Zone centre : Les Russes semblent avoir pris les localités de Ozarianivka et Kurduymivka, face à Zaitseve, juste au nord d’Horlivka. En revanche, ils buttent toujours sur Klichiivka, au sud-sud-ouest de Bakhmout, qu’ils veulent prendre pour aller couper la D 504. Ils sont toujours stoppés à Opytne et dans les faubourgs est de la ville. A Soledar, les combats se déroulent dans les faubourgs est de la ville. Au nord, Yakovlivka serait partiellement prise, ce qui ouvrirait (une fois le contrôle du village terminé, s’ils y parviennent) la voie à un contournement de Soledar par le nord. Un peu plus au nord, Spirne est toujours ukrainien malgré les tentatives de débordement russes par le sud, pour l’instant contrôlées.

Zone nord : Indications contradictoires, y compris parmi les analystes favorables aux Ukrainiens. Les Russes pousseraient vers Bilohorivka, mais semble-t-il moins qu’il y a quinze jours. Les Ukrainiens pousseraient toujours vers Kreminna, sans avancée notable. On a beaucoup parlé du village de Chervonopopivka. Ses abords ouest seraient ukrainiens, les Russes tenant toujours le village. Quelques combats de part et d’autre plus au nord entre Svatove et Kupiansk, apparemment plus pour tester le dispositif que pour réellement progresser.

Analyse militaire : Le désengagement des deux parties de la poche de Kherson devait redonner à chacune des opportunités. Beaucoup s’attendaient ainsi à des initiatives ukrainiennes, soit au sud, soit du côté de Svatove. Elles ne sont pas venues. On a au début pensé que la météo et le terrain boueux était la raison de cette stagnation.

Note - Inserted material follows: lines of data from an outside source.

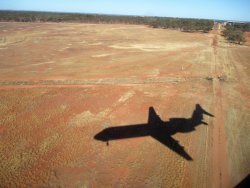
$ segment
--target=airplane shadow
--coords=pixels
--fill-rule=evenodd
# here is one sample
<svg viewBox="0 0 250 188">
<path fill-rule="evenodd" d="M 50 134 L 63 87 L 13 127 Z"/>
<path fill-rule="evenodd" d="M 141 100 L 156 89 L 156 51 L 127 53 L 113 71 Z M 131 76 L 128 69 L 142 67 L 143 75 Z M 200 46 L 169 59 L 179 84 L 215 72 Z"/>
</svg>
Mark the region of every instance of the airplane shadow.
<svg viewBox="0 0 250 188">
<path fill-rule="evenodd" d="M 185 151 L 184 147 L 171 136 L 176 133 L 195 131 L 195 128 L 202 124 L 207 125 L 207 123 L 203 121 L 204 114 L 214 117 L 199 104 L 196 104 L 191 118 L 170 118 L 169 121 L 164 122 L 157 115 L 154 108 L 150 107 L 148 123 L 109 127 L 96 134 L 94 138 L 106 142 L 107 145 L 109 145 L 110 140 L 151 136 L 186 160 L 193 160 Z"/>
</svg>

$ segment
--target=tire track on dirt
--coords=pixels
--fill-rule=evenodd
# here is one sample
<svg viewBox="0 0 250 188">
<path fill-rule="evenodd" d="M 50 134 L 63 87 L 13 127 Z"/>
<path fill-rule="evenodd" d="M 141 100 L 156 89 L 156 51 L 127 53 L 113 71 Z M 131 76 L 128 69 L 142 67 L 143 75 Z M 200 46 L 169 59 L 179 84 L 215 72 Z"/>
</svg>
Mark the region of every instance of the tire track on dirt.
<svg viewBox="0 0 250 188">
<path fill-rule="evenodd" d="M 218 38 L 218 31 L 215 31 L 214 39 Z M 214 95 L 214 121 L 213 121 L 213 166 L 212 166 L 212 187 L 226 188 L 230 187 L 229 183 L 229 171 L 228 171 L 228 159 L 227 159 L 227 147 L 225 138 L 225 123 L 224 123 L 224 109 L 222 103 L 222 88 L 218 78 L 218 67 L 220 66 L 218 61 L 217 42 L 213 42 L 214 48 L 214 60 L 212 63 L 213 77 L 213 95 Z"/>
<path fill-rule="evenodd" d="M 203 77 L 162 77 L 146 79 L 97 79 L 97 80 L 40 80 L 40 81 L 0 81 L 0 89 L 40 88 L 40 87 L 91 87 L 102 85 L 150 85 L 208 80 Z"/>
</svg>

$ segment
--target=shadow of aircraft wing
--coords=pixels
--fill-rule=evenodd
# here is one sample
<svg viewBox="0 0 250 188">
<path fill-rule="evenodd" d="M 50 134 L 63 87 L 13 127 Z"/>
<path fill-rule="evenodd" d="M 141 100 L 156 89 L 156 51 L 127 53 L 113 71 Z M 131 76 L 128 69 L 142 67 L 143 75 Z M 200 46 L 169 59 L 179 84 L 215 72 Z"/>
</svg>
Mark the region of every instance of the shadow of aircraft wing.
<svg viewBox="0 0 250 188">
<path fill-rule="evenodd" d="M 179 142 L 175 139 L 173 139 L 169 135 L 158 135 L 153 134 L 151 135 L 154 139 L 158 140 L 163 145 L 167 146 L 169 149 L 174 151 L 175 153 L 179 154 L 183 158 L 185 158 L 188 161 L 192 161 L 192 157 L 185 151 L 184 147 L 179 144 Z"/>
<path fill-rule="evenodd" d="M 147 124 L 109 127 L 95 135 L 96 140 L 103 142 L 128 138 L 144 137 L 150 135 L 150 127 Z"/>
</svg>

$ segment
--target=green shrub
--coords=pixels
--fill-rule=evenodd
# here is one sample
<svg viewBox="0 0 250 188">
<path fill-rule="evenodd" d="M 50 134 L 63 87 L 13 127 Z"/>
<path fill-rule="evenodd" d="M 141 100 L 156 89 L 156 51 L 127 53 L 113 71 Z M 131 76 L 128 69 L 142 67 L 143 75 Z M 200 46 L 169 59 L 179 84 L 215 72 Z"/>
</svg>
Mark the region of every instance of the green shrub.
<svg viewBox="0 0 250 188">
<path fill-rule="evenodd" d="M 223 31 L 223 35 L 228 41 L 233 43 L 241 44 L 246 42 L 244 32 L 233 26 L 227 26 L 226 30 Z"/>
</svg>

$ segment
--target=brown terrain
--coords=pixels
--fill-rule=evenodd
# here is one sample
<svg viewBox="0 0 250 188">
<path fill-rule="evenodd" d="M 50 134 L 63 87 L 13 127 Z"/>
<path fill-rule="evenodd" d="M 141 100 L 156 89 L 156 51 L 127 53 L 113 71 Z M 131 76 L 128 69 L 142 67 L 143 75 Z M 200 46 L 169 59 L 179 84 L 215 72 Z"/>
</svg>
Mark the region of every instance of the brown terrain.
<svg viewBox="0 0 250 188">
<path fill-rule="evenodd" d="M 0 23 L 0 187 L 234 187 L 250 172 L 247 36 Z M 150 107 L 172 142 L 144 134 Z"/>
</svg>

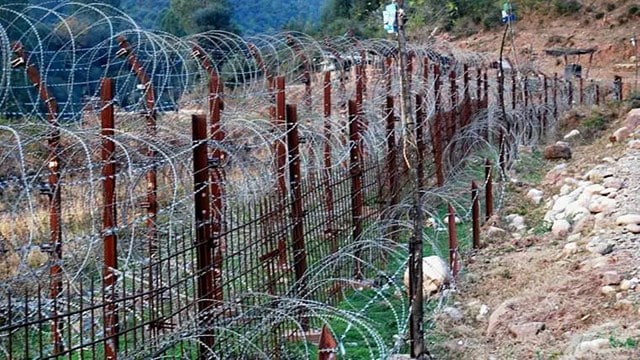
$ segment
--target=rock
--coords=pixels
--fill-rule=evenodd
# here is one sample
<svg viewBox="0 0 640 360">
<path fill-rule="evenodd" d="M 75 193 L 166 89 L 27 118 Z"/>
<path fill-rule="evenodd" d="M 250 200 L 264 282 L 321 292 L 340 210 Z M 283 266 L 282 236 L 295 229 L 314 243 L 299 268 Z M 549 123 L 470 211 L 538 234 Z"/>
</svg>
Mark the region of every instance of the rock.
<svg viewBox="0 0 640 360">
<path fill-rule="evenodd" d="M 602 275 L 602 285 L 619 285 L 622 282 L 622 275 L 615 271 L 607 271 Z"/>
<path fill-rule="evenodd" d="M 640 125 L 640 109 L 631 109 L 624 119 L 625 126 L 631 131 Z"/>
<path fill-rule="evenodd" d="M 464 316 L 462 315 L 462 311 L 452 306 L 447 306 L 444 309 L 442 309 L 442 313 L 456 323 L 461 322 L 464 319 Z"/>
<path fill-rule="evenodd" d="M 489 226 L 486 231 L 485 241 L 487 242 L 504 242 L 508 240 L 510 234 L 508 231 L 495 226 Z"/>
<path fill-rule="evenodd" d="M 592 181 L 594 183 L 599 183 L 602 180 L 612 176 L 613 173 L 605 165 L 597 165 L 584 175 L 586 180 Z"/>
<path fill-rule="evenodd" d="M 489 324 L 487 325 L 487 335 L 492 335 L 496 331 L 498 326 L 502 324 L 504 320 L 503 317 L 513 311 L 515 305 L 521 300 L 521 298 L 508 299 L 491 313 L 491 316 L 489 316 Z"/>
<path fill-rule="evenodd" d="M 567 205 L 564 212 L 568 217 L 572 219 L 577 219 L 579 217 L 591 214 L 591 211 L 589 211 L 589 209 L 587 209 L 585 206 L 582 205 L 581 202 L 578 202 L 578 201 L 572 202 L 571 204 Z"/>
<path fill-rule="evenodd" d="M 544 196 L 544 193 L 542 191 L 538 190 L 538 189 L 531 189 L 531 190 L 529 190 L 529 192 L 527 192 L 527 197 L 534 204 L 540 204 L 542 202 L 542 197 L 543 196 Z"/>
<path fill-rule="evenodd" d="M 43 266 L 48 260 L 49 255 L 42 252 L 39 246 L 32 247 L 27 255 L 27 265 L 32 269 Z"/>
<path fill-rule="evenodd" d="M 564 239 L 567 237 L 569 230 L 571 230 L 571 224 L 569 224 L 567 220 L 556 220 L 551 227 L 551 232 L 556 239 Z"/>
<path fill-rule="evenodd" d="M 526 230 L 527 226 L 524 224 L 524 217 L 516 214 L 511 214 L 507 216 L 507 221 L 509 221 L 509 227 L 515 229 L 516 231 Z"/>
<path fill-rule="evenodd" d="M 584 188 L 582 192 L 586 197 L 593 196 L 594 194 L 599 194 L 602 190 L 604 190 L 604 186 L 600 184 L 591 184 Z"/>
<path fill-rule="evenodd" d="M 613 251 L 613 244 L 603 241 L 601 238 L 595 236 L 589 241 L 586 246 L 587 251 L 593 254 L 607 255 Z"/>
<path fill-rule="evenodd" d="M 639 214 L 627 214 L 618 216 L 616 218 L 616 224 L 618 225 L 632 225 L 632 224 L 640 224 L 640 215 Z"/>
<path fill-rule="evenodd" d="M 609 213 L 616 208 L 616 201 L 604 196 L 595 196 L 589 204 L 589 211 L 594 214 Z"/>
<path fill-rule="evenodd" d="M 613 135 L 609 139 L 611 139 L 612 141 L 623 142 L 629 137 L 629 134 L 631 134 L 631 131 L 629 131 L 629 128 L 626 126 L 623 126 L 618 130 L 614 131 Z"/>
<path fill-rule="evenodd" d="M 586 209 L 585 209 L 586 210 Z M 573 234 L 582 234 L 588 233 L 593 229 L 595 225 L 595 217 L 591 214 L 587 216 L 582 216 L 579 219 L 575 220 L 573 223 Z"/>
<path fill-rule="evenodd" d="M 622 180 L 620 180 L 620 179 L 618 179 L 616 177 L 606 178 L 602 182 L 602 186 L 604 186 L 605 188 L 613 188 L 615 190 L 622 189 L 622 185 L 623 185 Z"/>
<path fill-rule="evenodd" d="M 625 229 L 627 229 L 632 234 L 640 234 L 640 225 L 638 224 L 629 224 L 625 226 Z"/>
<path fill-rule="evenodd" d="M 602 162 L 606 162 L 608 164 L 615 164 L 616 163 L 616 159 L 614 159 L 614 158 L 612 158 L 610 156 L 607 156 L 607 157 L 602 158 Z"/>
<path fill-rule="evenodd" d="M 628 311 L 628 312 L 633 312 L 635 310 L 633 301 L 629 299 L 621 299 L 616 301 L 616 303 L 613 304 L 613 308 L 619 311 Z"/>
<path fill-rule="evenodd" d="M 611 196 L 615 197 L 617 195 L 616 191 L 617 189 L 615 188 L 606 188 L 600 191 L 600 195 L 606 196 L 606 197 L 611 197 Z"/>
<path fill-rule="evenodd" d="M 611 221 L 609 220 L 609 218 L 607 216 L 605 216 L 604 213 L 598 213 L 596 214 L 594 217 L 594 224 L 593 227 L 594 229 L 605 229 L 610 227 L 611 225 Z"/>
<path fill-rule="evenodd" d="M 569 204 L 575 200 L 575 197 L 571 195 L 560 196 L 554 203 L 551 211 L 555 213 L 563 212 Z"/>
<path fill-rule="evenodd" d="M 538 335 L 545 329 L 546 325 L 543 322 L 530 322 L 525 324 L 511 324 L 509 325 L 509 332 L 516 337 L 516 339 L 528 339 Z"/>
<path fill-rule="evenodd" d="M 549 184 L 556 184 L 562 180 L 562 176 L 567 170 L 567 164 L 558 164 L 544 176 L 544 182 Z"/>
<path fill-rule="evenodd" d="M 629 147 L 629 149 L 633 149 L 633 150 L 640 150 L 640 140 L 631 140 L 631 141 L 629 141 L 629 143 L 627 144 L 627 147 Z"/>
<path fill-rule="evenodd" d="M 571 159 L 571 148 L 568 144 L 553 144 L 544 148 L 544 158 L 547 160 Z"/>
<path fill-rule="evenodd" d="M 590 341 L 583 341 L 578 346 L 573 353 L 573 356 L 576 359 L 586 359 L 595 356 L 597 353 L 602 350 L 609 348 L 609 339 L 595 339 Z"/>
<path fill-rule="evenodd" d="M 567 243 L 565 244 L 564 248 L 562 248 L 562 253 L 565 256 L 571 256 L 573 254 L 577 254 L 578 251 L 579 251 L 578 244 L 574 242 Z"/>
<path fill-rule="evenodd" d="M 600 292 L 604 295 L 611 296 L 618 292 L 618 290 L 611 285 L 606 285 L 600 288 Z"/>
<path fill-rule="evenodd" d="M 449 225 L 449 217 L 448 216 L 445 216 L 445 218 L 442 221 L 444 222 L 445 225 Z M 454 222 L 456 224 L 460 224 L 462 222 L 462 220 L 460 220 L 460 218 L 456 216 Z"/>
<path fill-rule="evenodd" d="M 480 311 L 478 312 L 478 316 L 481 318 L 485 318 L 489 315 L 489 307 L 486 304 L 480 305 Z"/>
<path fill-rule="evenodd" d="M 426 256 L 422 258 L 422 295 L 428 299 L 442 289 L 444 285 L 451 283 L 451 271 L 449 265 L 439 256 Z M 404 272 L 404 285 L 409 290 L 409 268 Z"/>
<path fill-rule="evenodd" d="M 637 286 L 638 286 L 637 279 L 631 279 L 631 280 L 624 279 L 620 282 L 620 290 L 622 291 L 633 290 Z"/>
<path fill-rule="evenodd" d="M 580 130 L 578 130 L 578 129 L 573 129 L 573 130 L 569 131 L 569 133 L 567 133 L 567 135 L 565 135 L 565 136 L 563 137 L 563 139 L 565 139 L 565 140 L 569 140 L 569 139 L 574 138 L 574 137 L 576 137 L 576 136 L 578 136 L 578 135 L 580 135 Z"/>
</svg>

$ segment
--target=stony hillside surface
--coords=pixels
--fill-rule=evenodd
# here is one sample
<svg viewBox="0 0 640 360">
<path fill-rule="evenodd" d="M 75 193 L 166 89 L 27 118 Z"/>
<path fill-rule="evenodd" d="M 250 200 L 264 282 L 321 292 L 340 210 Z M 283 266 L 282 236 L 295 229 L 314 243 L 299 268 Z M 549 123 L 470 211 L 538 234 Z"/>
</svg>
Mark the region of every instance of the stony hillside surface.
<svg viewBox="0 0 640 360">
<path fill-rule="evenodd" d="M 440 353 L 640 359 L 638 125 L 635 109 L 594 143 L 579 145 L 574 135 L 566 140 L 573 158 L 546 161 L 536 183 L 510 173 L 504 211 L 484 232 L 486 247 L 438 316 Z"/>
</svg>

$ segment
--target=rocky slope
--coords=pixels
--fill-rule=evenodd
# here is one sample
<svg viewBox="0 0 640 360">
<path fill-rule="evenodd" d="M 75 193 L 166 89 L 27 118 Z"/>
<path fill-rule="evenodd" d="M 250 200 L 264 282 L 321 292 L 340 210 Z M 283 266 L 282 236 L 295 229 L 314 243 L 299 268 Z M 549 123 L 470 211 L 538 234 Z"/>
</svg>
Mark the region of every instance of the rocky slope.
<svg viewBox="0 0 640 360">
<path fill-rule="evenodd" d="M 513 182 L 487 246 L 437 316 L 438 353 L 640 359 L 640 110 L 635 116 L 574 146 L 572 160 L 548 163 L 539 184 Z"/>
</svg>

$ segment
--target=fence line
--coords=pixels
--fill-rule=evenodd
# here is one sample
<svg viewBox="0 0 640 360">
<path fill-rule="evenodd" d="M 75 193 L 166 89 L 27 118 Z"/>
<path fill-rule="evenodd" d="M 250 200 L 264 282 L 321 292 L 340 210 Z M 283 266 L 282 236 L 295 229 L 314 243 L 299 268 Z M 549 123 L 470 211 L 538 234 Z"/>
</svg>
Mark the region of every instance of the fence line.
<svg viewBox="0 0 640 360">
<path fill-rule="evenodd" d="M 24 46 L 38 31 L 27 27 Z M 464 168 L 491 156 L 507 169 L 520 145 L 541 141 L 568 109 L 605 94 L 604 84 L 554 75 L 549 85 L 548 75 L 515 72 L 505 94 L 483 55 L 415 45 L 412 144 L 396 115 L 389 41 L 176 39 L 135 28 L 107 38 L 91 49 L 67 45 L 77 59 L 104 56 L 106 67 L 119 67 L 96 80 L 97 108 L 68 109 L 80 122 L 52 112 L 61 93 L 47 89 L 60 84 L 47 69 L 57 53 L 23 47 L 15 53 L 25 67 L 4 67 L 3 79 L 16 82 L 2 89 L 1 107 L 24 114 L 0 125 L 0 353 L 8 359 L 311 358 L 292 340 L 311 339 L 338 317 L 367 333 L 365 347 L 382 357 L 393 351 L 389 339 L 337 305 L 381 276 L 397 286 L 393 266 L 404 268 L 403 246 L 422 227 L 408 206 L 414 186 L 417 196 L 449 197 L 440 203 L 450 203 L 455 273 L 456 207 L 473 203 L 476 239 L 479 199 L 488 219 L 497 176 L 487 161 L 484 179 L 475 179 L 481 186 L 468 181 L 463 191 L 473 195 L 463 196 L 455 183 L 467 180 Z M 345 50 L 354 44 L 357 55 Z M 20 79 L 35 69 L 46 73 L 36 82 L 46 114 L 18 101 L 31 91 Z M 182 84 L 156 81 L 159 74 Z M 137 85 L 135 111 L 116 111 Z M 183 87 L 180 109 L 160 111 L 175 86 Z M 507 118 L 501 98 L 510 101 Z M 44 116 L 49 123 L 38 122 Z M 414 157 L 423 184 L 407 176 Z M 45 202 L 36 199 L 43 184 Z M 396 315 L 401 334 L 407 313 Z"/>
</svg>

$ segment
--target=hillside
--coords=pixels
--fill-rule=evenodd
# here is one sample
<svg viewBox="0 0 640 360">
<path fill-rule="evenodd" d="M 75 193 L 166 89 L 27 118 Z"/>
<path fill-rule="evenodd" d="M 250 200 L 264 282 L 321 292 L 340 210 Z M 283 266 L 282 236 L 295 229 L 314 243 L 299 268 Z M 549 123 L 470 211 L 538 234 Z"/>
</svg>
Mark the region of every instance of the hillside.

C’est incontestablement un motif, mais il semble y avoir d’autres facteurs. D’ailleurs, selon ISW, il paraît que les Américains ont déconseillé aux Ukrainiens de lancer des opérations cet hiver. Simultanément, la pression russe ne faiblit pas et même les Ukrainiens remarquent que les Russes ont changé de tactique. Ainsi, en quinze jours, les Russes ont réussi à grignoter quelques positions du sud de Donetsk jusqu’aux faubourgs de Soledar. Rien qui paraisse irrémédiable ou qui donne le sentiment que les Ukrainiens sont en train de craquer. Malgré tout, cette poussée constante au centre marque un effort. Nous reviendrons sur ses ambitions.

Dès lors, beaucoup estiment que les Ukrainiens ont été obligés de différer leurs offensives de façon à tenir les positions au Donbass. Examinons cette hypothèse.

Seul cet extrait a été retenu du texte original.